C’est notre dernier bastion. On le sait inviolable, inaccessible aussi bien aux petites indiscrétions de notre voisin qu’aux grandes oreilles de la NSA.

Et c’est tant mieux. Car on y stocke nos biens les plus précieux, mais aussi certaines choses plus inavouables, qui ne regardent que nous.

La force reste impuissante contre lui. C’est pourquoi il est l’ultime refuge des opprimés, mais aussi l’antre des pires psychopathes. Pour le défendre, il suffit de bâtir d’impénétrables murailles cimentées par le mensonge.

Cet endroit, vous l’avez compris, c’est notre esprit. Pour l’instant, seul Hollywood a osé imaginer un monde où un étranger pourrait y pénétrer. Une perspective qui semble relever de la pure science-fiction. Bien sûr, notre corps et nos actes trahissent parfois nos pensées.
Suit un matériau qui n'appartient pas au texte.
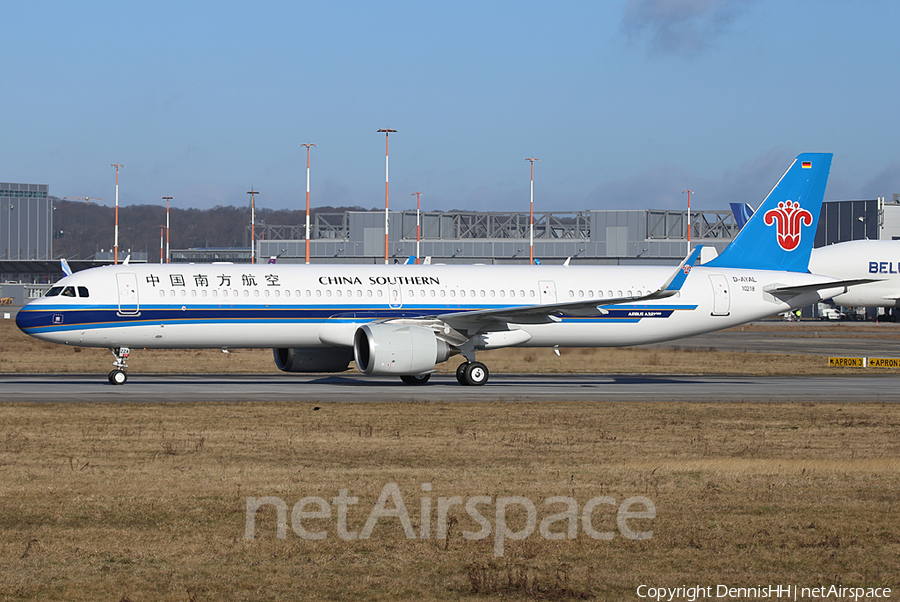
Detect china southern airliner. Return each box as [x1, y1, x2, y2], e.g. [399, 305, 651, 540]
[16, 154, 860, 385]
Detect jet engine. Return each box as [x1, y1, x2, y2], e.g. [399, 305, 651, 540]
[353, 322, 451, 375]
[272, 347, 353, 372]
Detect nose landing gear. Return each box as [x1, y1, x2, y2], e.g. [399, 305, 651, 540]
[108, 347, 131, 385]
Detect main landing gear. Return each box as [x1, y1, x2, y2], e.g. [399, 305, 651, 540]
[400, 374, 431, 385]
[456, 362, 490, 386]
[109, 347, 131, 385]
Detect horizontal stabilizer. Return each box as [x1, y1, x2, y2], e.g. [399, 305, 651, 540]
[763, 278, 881, 295]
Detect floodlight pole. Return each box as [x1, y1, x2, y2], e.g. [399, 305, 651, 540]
[163, 196, 172, 263]
[681, 190, 694, 255]
[413, 192, 422, 265]
[525, 157, 540, 265]
[110, 163, 125, 265]
[378, 128, 397, 265]
[300, 142, 315, 263]
[247, 186, 259, 263]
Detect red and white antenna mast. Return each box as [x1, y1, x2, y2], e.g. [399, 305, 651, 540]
[525, 157, 540, 265]
[160, 196, 172, 263]
[247, 184, 259, 263]
[378, 128, 397, 265]
[681, 190, 694, 255]
[300, 142, 315, 263]
[110, 163, 125, 265]
[413, 192, 422, 265]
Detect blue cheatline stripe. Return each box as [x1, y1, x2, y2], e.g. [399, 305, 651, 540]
[16, 305, 697, 334]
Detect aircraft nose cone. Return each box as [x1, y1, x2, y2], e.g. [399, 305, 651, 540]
[16, 306, 41, 333]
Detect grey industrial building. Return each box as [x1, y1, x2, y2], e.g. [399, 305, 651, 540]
[0, 182, 53, 261]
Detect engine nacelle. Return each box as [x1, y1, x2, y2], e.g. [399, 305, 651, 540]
[272, 347, 353, 372]
[353, 323, 450, 375]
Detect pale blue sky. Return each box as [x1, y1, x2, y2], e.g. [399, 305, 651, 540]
[0, 0, 900, 210]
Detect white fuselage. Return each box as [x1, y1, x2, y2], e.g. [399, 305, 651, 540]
[17, 264, 828, 348]
[809, 240, 900, 307]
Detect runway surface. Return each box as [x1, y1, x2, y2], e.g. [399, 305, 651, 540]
[0, 374, 900, 403]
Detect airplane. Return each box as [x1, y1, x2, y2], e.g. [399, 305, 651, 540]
[731, 203, 900, 309]
[16, 153, 870, 386]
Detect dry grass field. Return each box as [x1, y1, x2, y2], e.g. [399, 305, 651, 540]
[0, 320, 900, 602]
[0, 401, 900, 602]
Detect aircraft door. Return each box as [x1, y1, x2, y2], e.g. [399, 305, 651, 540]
[538, 280, 556, 305]
[116, 274, 140, 316]
[709, 274, 731, 316]
[387, 284, 403, 309]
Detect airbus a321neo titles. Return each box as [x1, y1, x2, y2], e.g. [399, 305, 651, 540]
[16, 153, 868, 385]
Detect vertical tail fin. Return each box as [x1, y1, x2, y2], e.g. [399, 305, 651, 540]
[706, 153, 832, 272]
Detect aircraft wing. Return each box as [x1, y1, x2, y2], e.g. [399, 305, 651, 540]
[435, 246, 702, 325]
[763, 278, 883, 295]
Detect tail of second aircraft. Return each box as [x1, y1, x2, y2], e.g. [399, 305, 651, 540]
[706, 153, 832, 272]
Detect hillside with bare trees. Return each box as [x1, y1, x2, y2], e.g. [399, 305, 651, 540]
[53, 199, 366, 259]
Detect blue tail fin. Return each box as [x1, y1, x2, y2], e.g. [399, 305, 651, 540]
[706, 153, 832, 272]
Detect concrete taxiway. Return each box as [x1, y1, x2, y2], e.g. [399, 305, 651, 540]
[0, 374, 900, 403]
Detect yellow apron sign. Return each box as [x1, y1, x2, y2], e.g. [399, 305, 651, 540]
[869, 357, 900, 368]
[828, 357, 866, 368]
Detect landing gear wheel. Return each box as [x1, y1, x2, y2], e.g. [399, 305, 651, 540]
[400, 374, 431, 385]
[456, 362, 469, 385]
[463, 362, 490, 387]
[109, 370, 128, 385]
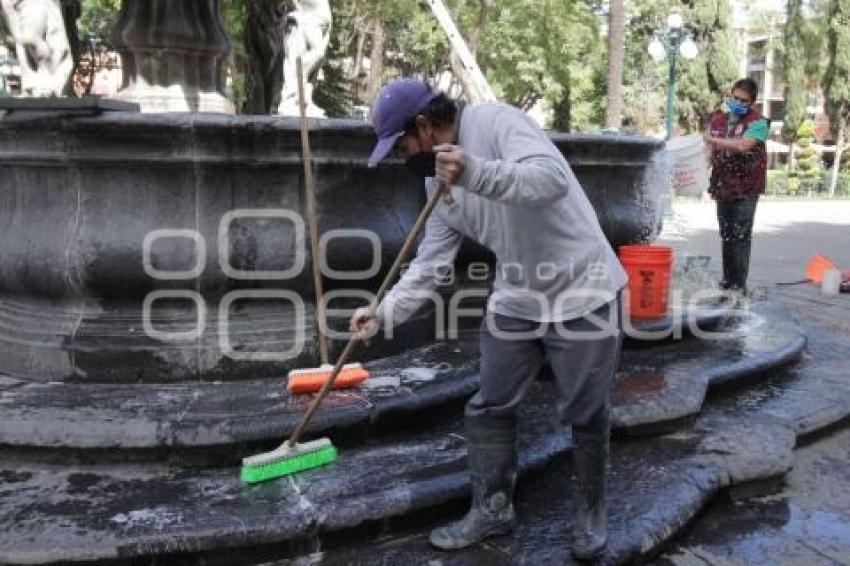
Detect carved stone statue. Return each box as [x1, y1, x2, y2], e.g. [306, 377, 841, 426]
[0, 0, 74, 96]
[277, 0, 332, 118]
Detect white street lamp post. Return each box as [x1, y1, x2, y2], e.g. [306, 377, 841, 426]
[647, 13, 698, 140]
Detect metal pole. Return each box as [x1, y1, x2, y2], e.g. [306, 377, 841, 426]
[0, 59, 9, 98]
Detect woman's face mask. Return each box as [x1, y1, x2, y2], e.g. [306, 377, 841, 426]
[726, 98, 749, 116]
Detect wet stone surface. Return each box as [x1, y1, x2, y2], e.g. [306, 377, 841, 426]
[0, 384, 569, 563]
[0, 300, 828, 564]
[658, 429, 850, 566]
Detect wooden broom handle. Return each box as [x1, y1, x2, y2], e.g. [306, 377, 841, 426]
[295, 57, 330, 364]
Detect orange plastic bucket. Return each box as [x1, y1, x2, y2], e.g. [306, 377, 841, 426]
[806, 254, 835, 283]
[620, 246, 673, 319]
Bien sûr, l’hypnose, la psychologie ou encore les détecteurs de mensonge permettent d’interpréter plus ou moins fidèlement ce qui se passe dans notre tête.
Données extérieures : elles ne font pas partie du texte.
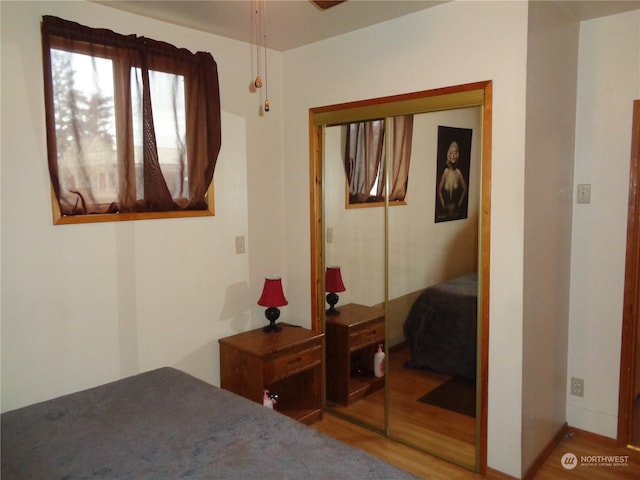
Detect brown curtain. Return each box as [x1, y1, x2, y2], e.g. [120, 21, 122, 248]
[344, 115, 413, 203]
[344, 120, 384, 203]
[42, 16, 221, 215]
[389, 115, 413, 202]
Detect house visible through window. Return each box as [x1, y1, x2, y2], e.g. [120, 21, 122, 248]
[42, 16, 221, 223]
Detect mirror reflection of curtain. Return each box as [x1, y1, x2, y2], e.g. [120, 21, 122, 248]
[344, 115, 413, 204]
[389, 115, 413, 202]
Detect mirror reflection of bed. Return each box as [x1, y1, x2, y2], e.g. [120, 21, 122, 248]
[322, 89, 483, 467]
[324, 102, 482, 466]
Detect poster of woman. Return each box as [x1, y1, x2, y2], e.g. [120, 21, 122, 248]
[435, 125, 473, 223]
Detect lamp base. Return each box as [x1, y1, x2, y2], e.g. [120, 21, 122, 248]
[325, 292, 340, 315]
[262, 307, 282, 333]
[262, 323, 282, 333]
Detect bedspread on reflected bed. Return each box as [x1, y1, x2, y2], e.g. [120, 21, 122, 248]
[403, 273, 478, 379]
[2, 368, 415, 480]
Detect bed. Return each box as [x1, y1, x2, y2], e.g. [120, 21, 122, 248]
[403, 273, 478, 379]
[2, 368, 415, 480]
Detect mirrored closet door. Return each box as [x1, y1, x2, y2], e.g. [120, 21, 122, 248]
[310, 82, 491, 471]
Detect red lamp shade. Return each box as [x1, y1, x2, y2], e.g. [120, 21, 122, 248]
[258, 277, 289, 307]
[324, 267, 346, 292]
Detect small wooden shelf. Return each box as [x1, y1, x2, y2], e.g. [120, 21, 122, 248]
[219, 323, 324, 424]
[326, 303, 385, 405]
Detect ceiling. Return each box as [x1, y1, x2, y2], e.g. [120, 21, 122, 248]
[94, 0, 640, 51]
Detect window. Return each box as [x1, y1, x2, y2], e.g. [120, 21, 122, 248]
[42, 16, 221, 223]
[343, 115, 413, 207]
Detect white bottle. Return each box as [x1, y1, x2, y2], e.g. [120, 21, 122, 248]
[373, 344, 384, 377]
[262, 390, 273, 408]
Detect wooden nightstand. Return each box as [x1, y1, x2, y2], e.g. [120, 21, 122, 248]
[326, 303, 385, 405]
[219, 323, 324, 424]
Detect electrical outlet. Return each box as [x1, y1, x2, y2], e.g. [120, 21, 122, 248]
[571, 377, 584, 397]
[236, 235, 246, 253]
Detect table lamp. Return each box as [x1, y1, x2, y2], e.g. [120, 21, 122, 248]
[258, 277, 289, 333]
[324, 267, 346, 315]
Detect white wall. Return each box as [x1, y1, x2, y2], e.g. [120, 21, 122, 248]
[522, 2, 579, 474]
[566, 10, 640, 438]
[324, 107, 482, 305]
[1, 1, 284, 411]
[283, 2, 527, 476]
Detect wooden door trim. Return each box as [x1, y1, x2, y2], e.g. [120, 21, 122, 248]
[617, 100, 640, 445]
[308, 80, 493, 475]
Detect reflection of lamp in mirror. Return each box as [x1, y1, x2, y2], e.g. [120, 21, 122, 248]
[258, 277, 289, 333]
[324, 267, 346, 315]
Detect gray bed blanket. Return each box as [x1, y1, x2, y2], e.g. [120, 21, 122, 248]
[403, 273, 478, 379]
[2, 368, 415, 480]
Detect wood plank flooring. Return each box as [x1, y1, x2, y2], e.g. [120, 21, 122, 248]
[311, 414, 640, 480]
[311, 344, 640, 480]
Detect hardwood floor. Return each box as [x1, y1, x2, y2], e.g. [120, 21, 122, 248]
[324, 346, 476, 467]
[311, 344, 640, 480]
[311, 414, 640, 480]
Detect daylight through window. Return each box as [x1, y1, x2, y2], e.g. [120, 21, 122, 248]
[42, 17, 221, 223]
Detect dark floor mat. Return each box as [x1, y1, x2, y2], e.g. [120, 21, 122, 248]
[418, 377, 476, 417]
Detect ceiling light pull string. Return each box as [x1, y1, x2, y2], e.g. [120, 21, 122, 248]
[262, 0, 269, 112]
[253, 0, 262, 88]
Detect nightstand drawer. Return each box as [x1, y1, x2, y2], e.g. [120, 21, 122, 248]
[264, 344, 322, 384]
[349, 320, 384, 350]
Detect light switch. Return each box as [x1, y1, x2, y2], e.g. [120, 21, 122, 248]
[578, 183, 591, 203]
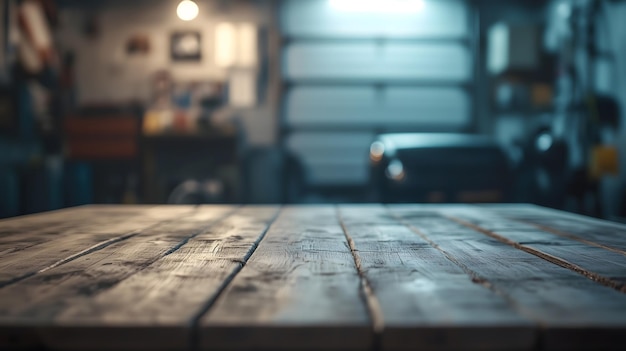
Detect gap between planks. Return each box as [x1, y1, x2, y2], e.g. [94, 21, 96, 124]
[0, 205, 210, 289]
[505, 216, 626, 256]
[443, 215, 626, 293]
[189, 206, 283, 351]
[335, 205, 385, 351]
[385, 206, 545, 330]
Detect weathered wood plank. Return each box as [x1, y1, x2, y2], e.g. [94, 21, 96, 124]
[0, 206, 233, 350]
[48, 206, 278, 350]
[452, 208, 626, 292]
[198, 206, 373, 350]
[478, 206, 626, 255]
[340, 205, 536, 350]
[391, 206, 626, 350]
[0, 206, 193, 287]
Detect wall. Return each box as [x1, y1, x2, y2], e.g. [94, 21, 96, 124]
[57, 0, 276, 145]
[595, 2, 626, 217]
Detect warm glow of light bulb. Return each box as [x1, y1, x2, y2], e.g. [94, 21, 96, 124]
[176, 0, 200, 21]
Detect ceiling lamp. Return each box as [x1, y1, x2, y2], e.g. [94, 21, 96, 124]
[176, 0, 200, 21]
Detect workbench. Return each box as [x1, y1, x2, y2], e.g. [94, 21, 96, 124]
[0, 204, 626, 350]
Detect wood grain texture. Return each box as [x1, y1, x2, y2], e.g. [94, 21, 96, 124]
[340, 205, 536, 350]
[480, 206, 626, 255]
[391, 206, 626, 350]
[0, 206, 193, 287]
[453, 208, 626, 292]
[0, 206, 233, 350]
[198, 206, 372, 350]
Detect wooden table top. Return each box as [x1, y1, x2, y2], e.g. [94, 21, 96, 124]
[0, 205, 626, 350]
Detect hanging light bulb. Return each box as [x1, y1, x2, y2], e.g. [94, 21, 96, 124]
[176, 0, 200, 21]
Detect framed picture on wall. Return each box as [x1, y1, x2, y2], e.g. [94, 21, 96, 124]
[170, 31, 202, 61]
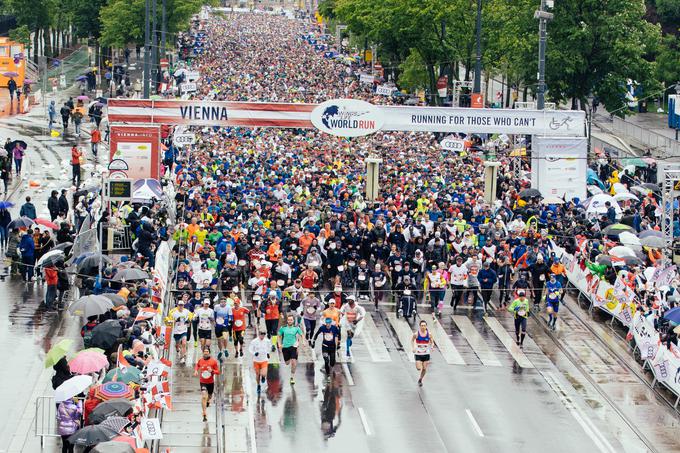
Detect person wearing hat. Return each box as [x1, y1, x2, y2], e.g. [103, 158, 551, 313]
[312, 318, 340, 380]
[248, 330, 271, 395]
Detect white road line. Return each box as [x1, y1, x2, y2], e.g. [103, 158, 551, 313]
[342, 363, 354, 385]
[484, 316, 534, 368]
[418, 315, 465, 365]
[465, 409, 484, 437]
[357, 407, 373, 436]
[452, 315, 503, 366]
[543, 372, 616, 453]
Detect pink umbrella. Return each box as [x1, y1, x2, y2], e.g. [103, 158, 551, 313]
[68, 351, 109, 374]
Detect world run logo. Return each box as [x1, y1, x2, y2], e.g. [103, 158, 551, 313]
[311, 99, 383, 137]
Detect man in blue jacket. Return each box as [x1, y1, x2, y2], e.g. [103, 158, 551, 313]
[19, 228, 35, 282]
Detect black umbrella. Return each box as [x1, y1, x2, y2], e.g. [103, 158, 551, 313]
[68, 425, 118, 447]
[91, 319, 123, 351]
[87, 398, 132, 424]
[7, 216, 35, 230]
[519, 189, 541, 200]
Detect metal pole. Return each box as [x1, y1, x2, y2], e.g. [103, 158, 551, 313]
[534, 0, 553, 110]
[472, 0, 482, 93]
[144, 0, 151, 99]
Mais imaginez maintenant une machine qui puisse, littéralement, lire dans vos pensées!

Des chercheurs de l’Institut de technologie de Karlsruhe (Allemagne) ont apparemment accompli cet exploit. Ils ont réussi, via un système de synthèse vocale, à entendre la «voix intérieure» de personnes en train de lire un texte. Grâce à des électrodes implantées à la surface du cerveau qui enregistrent les ondes cérébrales, un système d’intelligence artificielle a pu traduire ces ondes en phrases.
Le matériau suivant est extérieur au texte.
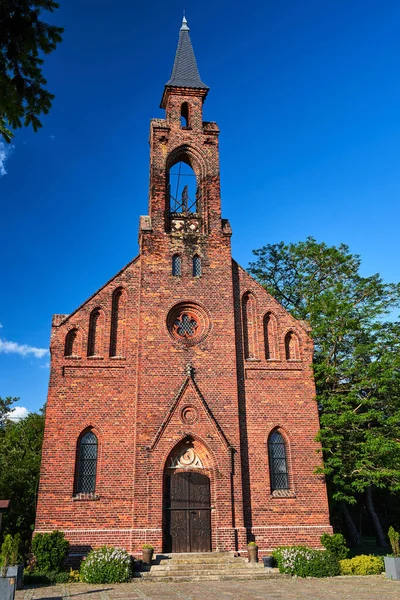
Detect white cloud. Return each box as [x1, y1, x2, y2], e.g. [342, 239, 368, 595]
[8, 406, 29, 422]
[0, 142, 14, 177]
[0, 338, 49, 358]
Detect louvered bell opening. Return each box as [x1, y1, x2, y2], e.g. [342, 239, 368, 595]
[76, 432, 97, 494]
[193, 256, 201, 277]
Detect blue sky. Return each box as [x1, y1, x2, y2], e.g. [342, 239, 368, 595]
[0, 0, 400, 410]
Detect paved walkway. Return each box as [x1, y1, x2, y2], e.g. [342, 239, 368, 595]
[16, 575, 400, 600]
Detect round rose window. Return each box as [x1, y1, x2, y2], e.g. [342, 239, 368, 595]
[167, 302, 210, 345]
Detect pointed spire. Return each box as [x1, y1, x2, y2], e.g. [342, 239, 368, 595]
[166, 15, 208, 90]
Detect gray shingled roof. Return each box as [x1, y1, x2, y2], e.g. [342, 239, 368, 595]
[166, 17, 209, 90]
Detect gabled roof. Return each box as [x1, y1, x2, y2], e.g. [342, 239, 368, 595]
[165, 17, 209, 90]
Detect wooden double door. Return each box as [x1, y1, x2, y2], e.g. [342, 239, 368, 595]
[164, 471, 211, 552]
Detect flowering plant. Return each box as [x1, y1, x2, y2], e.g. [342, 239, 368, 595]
[272, 546, 340, 577]
[80, 546, 132, 583]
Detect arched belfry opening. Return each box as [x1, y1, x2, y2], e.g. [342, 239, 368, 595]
[168, 160, 198, 215]
[181, 102, 190, 127]
[163, 437, 211, 552]
[166, 146, 205, 233]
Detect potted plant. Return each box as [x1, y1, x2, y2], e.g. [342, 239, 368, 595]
[247, 542, 258, 563]
[385, 527, 400, 580]
[1, 533, 24, 590]
[0, 536, 16, 600]
[142, 544, 154, 565]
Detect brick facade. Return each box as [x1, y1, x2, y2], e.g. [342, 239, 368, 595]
[36, 23, 331, 554]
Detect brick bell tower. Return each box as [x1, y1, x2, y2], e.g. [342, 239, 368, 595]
[134, 18, 245, 551]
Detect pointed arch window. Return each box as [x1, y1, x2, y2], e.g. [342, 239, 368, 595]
[172, 254, 182, 277]
[285, 331, 300, 360]
[168, 161, 198, 216]
[74, 429, 98, 495]
[263, 312, 279, 360]
[242, 292, 256, 358]
[181, 102, 190, 127]
[64, 328, 78, 356]
[268, 430, 289, 492]
[87, 308, 101, 356]
[192, 254, 201, 277]
[110, 288, 125, 356]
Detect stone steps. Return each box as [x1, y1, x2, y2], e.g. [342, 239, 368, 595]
[135, 552, 288, 583]
[140, 569, 290, 583]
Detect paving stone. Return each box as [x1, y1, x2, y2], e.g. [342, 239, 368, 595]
[15, 575, 400, 600]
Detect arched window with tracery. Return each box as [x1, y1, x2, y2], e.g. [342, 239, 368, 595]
[268, 429, 289, 492]
[242, 292, 257, 358]
[110, 288, 125, 356]
[172, 254, 182, 277]
[192, 254, 201, 277]
[87, 308, 102, 356]
[181, 102, 190, 127]
[285, 331, 300, 360]
[74, 429, 98, 495]
[64, 328, 80, 356]
[263, 312, 279, 360]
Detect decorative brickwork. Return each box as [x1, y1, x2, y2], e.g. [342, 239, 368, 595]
[36, 19, 331, 554]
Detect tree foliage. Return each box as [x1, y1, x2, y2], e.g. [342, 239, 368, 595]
[0, 0, 64, 142]
[0, 411, 44, 549]
[249, 238, 400, 503]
La science est une arme à double tranchant. Depuis la domestication du feu jusqu’à celle des atomes, rares sont les progrès qui ne peuvent se retourner contre nous. Ici, les chercheurs estiment que cette méthode pourrait permettre à des personnes privées de parole de se faire entendre. Effectivement. Mais imaginez qu’elle tombe entre de mauvaises mains. Elle pourrait obliger à «parler» des personnes qui préfèreraient se taire. «Personne ne peut envahir la pensée parce que la pensée c’est l’exil et que chacun a l’exil qu’il désire», a dit l’écrivain Sylvain Trudel. Si cet exil disparaît, où va-t-on?